Suppose I want to know how many factors of $2$ are in $n!$, for some $n$. How would I go about computing that? For each even number less than or equal to $n$, I get at least one factor of $2$ in $n!$. So The number of factors is at least $\lfloor\frac n2\rfloor$. But there’s more. For the numbers divisible by $4$, I only counted one copy of $2$. I need to count another for each multiple of $4$. There are $\lfloor \frac n4\rfloor$ multiples of $4$ less than or equal to $n$. But then multiples of $8$, $16$, etc.

Let $D_p(n)$ denote the number of factors of some prime $p$ in $n!$. The above argument generalizes to show that

$D_p(n)=\lfloor\frac np\rfloor+\lfloor\frac n{p^2}\rfloor+\lfloor\frac n{p^3}\rfloor+\cdots$

Taking the floor of each term in the sum only makes things smaller, so we have the inequality:

$D_p(n)\le \frac np+\frac n{p^2}+\frac n{p^3}+\cdots=n\cdot\left(\frac 1{p-1}\right)$

Now suppose there were only finitely many primes. We can factor

$n!=\prod_{i=1}^rp_i^{D_{p_i}(n)}$

We’re about to do some work with the exponents, so let’s take the log of everything in sight to make this notationally easier:

$\log n!=\sum_{i=1}^r D_{p_i}(n)\cdot \log p_i$.

Now using our inequality from before,

$\log n! \le n\cdot\sum_{i=1}^r\left(\frac1{p_i-1}\right)\cdot\log p_i$

I don’t particularly care what that sum is, but I do care that it’s some fixed number, independent of $n$. If there were infinitely many primes, it would be an infinite sum that doesn’t converge, making the inequality say that $\log n!\le \infty$, which is useless. But under the assumption that there are only finitely many primes, we know that there is some fixed constant $c$ (that sum) for which $\log n!$ is never larger than $c\cdot n$. What this means is that $n!\le c^n$ always. This is just not true. If $n>c$, then increasing $n$ makes $n!$ grow faster than $c^n$. More than that, how much faster is unbounded.
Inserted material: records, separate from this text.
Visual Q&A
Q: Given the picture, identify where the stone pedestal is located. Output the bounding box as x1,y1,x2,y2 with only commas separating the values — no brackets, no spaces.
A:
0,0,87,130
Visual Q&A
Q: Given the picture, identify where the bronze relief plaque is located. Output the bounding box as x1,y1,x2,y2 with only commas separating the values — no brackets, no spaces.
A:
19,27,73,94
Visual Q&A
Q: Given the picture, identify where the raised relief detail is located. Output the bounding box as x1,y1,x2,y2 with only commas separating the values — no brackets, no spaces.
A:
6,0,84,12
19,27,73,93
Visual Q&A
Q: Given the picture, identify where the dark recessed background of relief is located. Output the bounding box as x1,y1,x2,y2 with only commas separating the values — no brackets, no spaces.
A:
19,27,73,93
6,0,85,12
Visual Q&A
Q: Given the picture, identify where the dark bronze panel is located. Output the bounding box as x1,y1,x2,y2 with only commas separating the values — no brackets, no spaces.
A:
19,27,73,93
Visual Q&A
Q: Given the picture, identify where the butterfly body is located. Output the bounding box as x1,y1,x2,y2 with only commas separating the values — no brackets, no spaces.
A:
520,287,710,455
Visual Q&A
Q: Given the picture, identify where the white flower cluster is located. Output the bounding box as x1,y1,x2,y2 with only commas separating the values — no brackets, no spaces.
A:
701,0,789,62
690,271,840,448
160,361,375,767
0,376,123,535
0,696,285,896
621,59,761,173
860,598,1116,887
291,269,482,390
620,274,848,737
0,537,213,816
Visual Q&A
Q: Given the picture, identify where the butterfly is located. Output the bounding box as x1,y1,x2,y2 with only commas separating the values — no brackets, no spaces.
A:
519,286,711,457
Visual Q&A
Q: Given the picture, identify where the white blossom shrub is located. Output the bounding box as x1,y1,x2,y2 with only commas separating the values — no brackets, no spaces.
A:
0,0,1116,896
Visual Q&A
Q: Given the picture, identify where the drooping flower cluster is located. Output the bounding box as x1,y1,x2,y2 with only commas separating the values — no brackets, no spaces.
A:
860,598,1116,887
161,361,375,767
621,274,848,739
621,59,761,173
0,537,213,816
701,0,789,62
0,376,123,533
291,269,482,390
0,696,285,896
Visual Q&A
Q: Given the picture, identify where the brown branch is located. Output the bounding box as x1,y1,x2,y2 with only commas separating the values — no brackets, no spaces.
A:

I don’t really want to go into the details here, but it should be believable that factorials grow faster than any exponential. That is, if you give me a constant $c$, I can give you a number $N$ such that $N!>c^N$. To see exactly how fast they grow, have a look at Stirling’s approximation. Anyway, if there were finitely many primes, factorials wouldn’t be able to grow as fast as they should, so we have a contradiction. That is, there are infinitely many primes.